No, I think the very first version:

count = 0
for item in collection:
    do_something_1(item)
    if not evaluate_some_condition(item):
        continue
    count += 1
    do_something_2(item)
return count

is pretty much how it is done and it very obvious (i.e. readable) what is happening. If you compare it with your last version, where it would be very unclear that any counting is happening. If you really want to solve it that way, you could always increase some global variable within the evaluate_some_condition function, depending whether the internal check was successful or not. But again, this is probably less readable than your first version.

Answer 2

I think the most interesting alternative is to use decorators. Because this was described in a different post, I will simply provide the link: https://stackoverflow.com/a/44969343/8033585

Another alternative is to use classes.

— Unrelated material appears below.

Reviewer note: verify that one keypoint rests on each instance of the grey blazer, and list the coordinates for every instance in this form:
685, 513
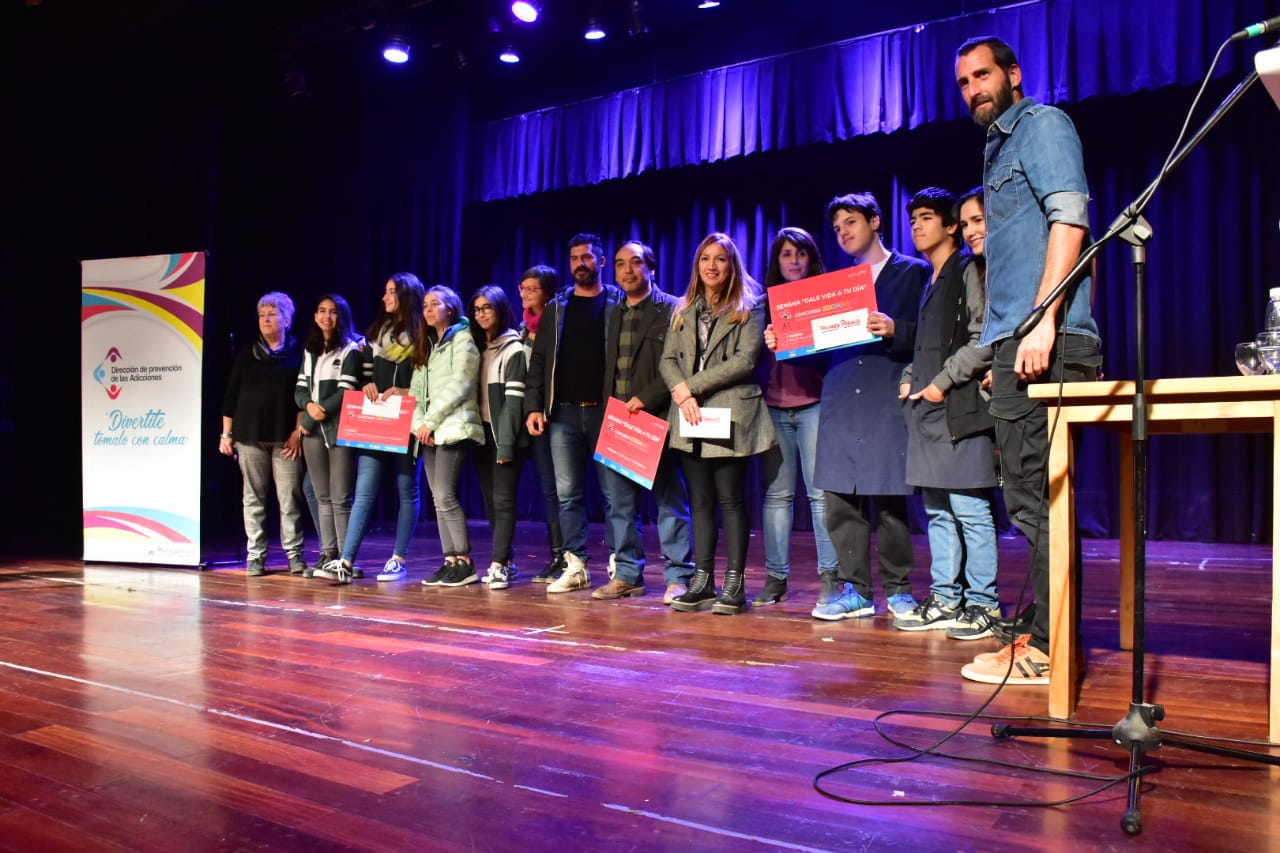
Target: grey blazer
726, 381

For example:

class Doer2:
    def __init__(self):
        self.count = 0
    def __call__(self, item):
        self.count += 1
        # put here the code from 'do_something_2()'
        ....

Then:

doer2 = Doer2()
for item in collection:
    do_something_1(item)
    if not evaluate_some_condition(item):
        continue
    doer2(item)

return doer2.count

Answer 3

Here is a solution using decorators:

from typing import Callable


def do_something_1(item) -> None:
    ...


def do_something_2(item) -> None:
    ...


def evaluate_some_condition(item: int) -> bool:
    return item % 2 == 0


def count_complete_iterations(
        process_item: Callable[..., bool]
) -> Callable[..., int]:
    count = 0
    def wrapper(*args, **kwargs) -> int:
        nonlocal count
        if process_item(*args, **kwargs):
            count += 1
        return count
    return wrapper


@count_complete_iterations
def process_int(item: int) -> bool:
    do_something_1(item)
    if not evaluate_some_condition(item):
        return False
    do_something_2(item)
    return True


collection = range(10)
for item in collection:
    count = process_int(item)
print(count)  # Prints 5

Here, do_something_1 and do_something_2 do nothing; evaluate_some_condition returns True if the item is even and False if it is odd; count_complete_iterations is a decorator function that returns the most up to date count of the number of times the process_item returns True; process_int is the inner part of the for loop for-loop, where continue statements have been replaced with return False to indicate an invalid item.

Pros are that it is slightly more concise. Cons are that it is significantly less transparent and the logic within the loops needs to be placed in its own function. I'd say this is probably a bad solution, but it is interesting to consider none the less.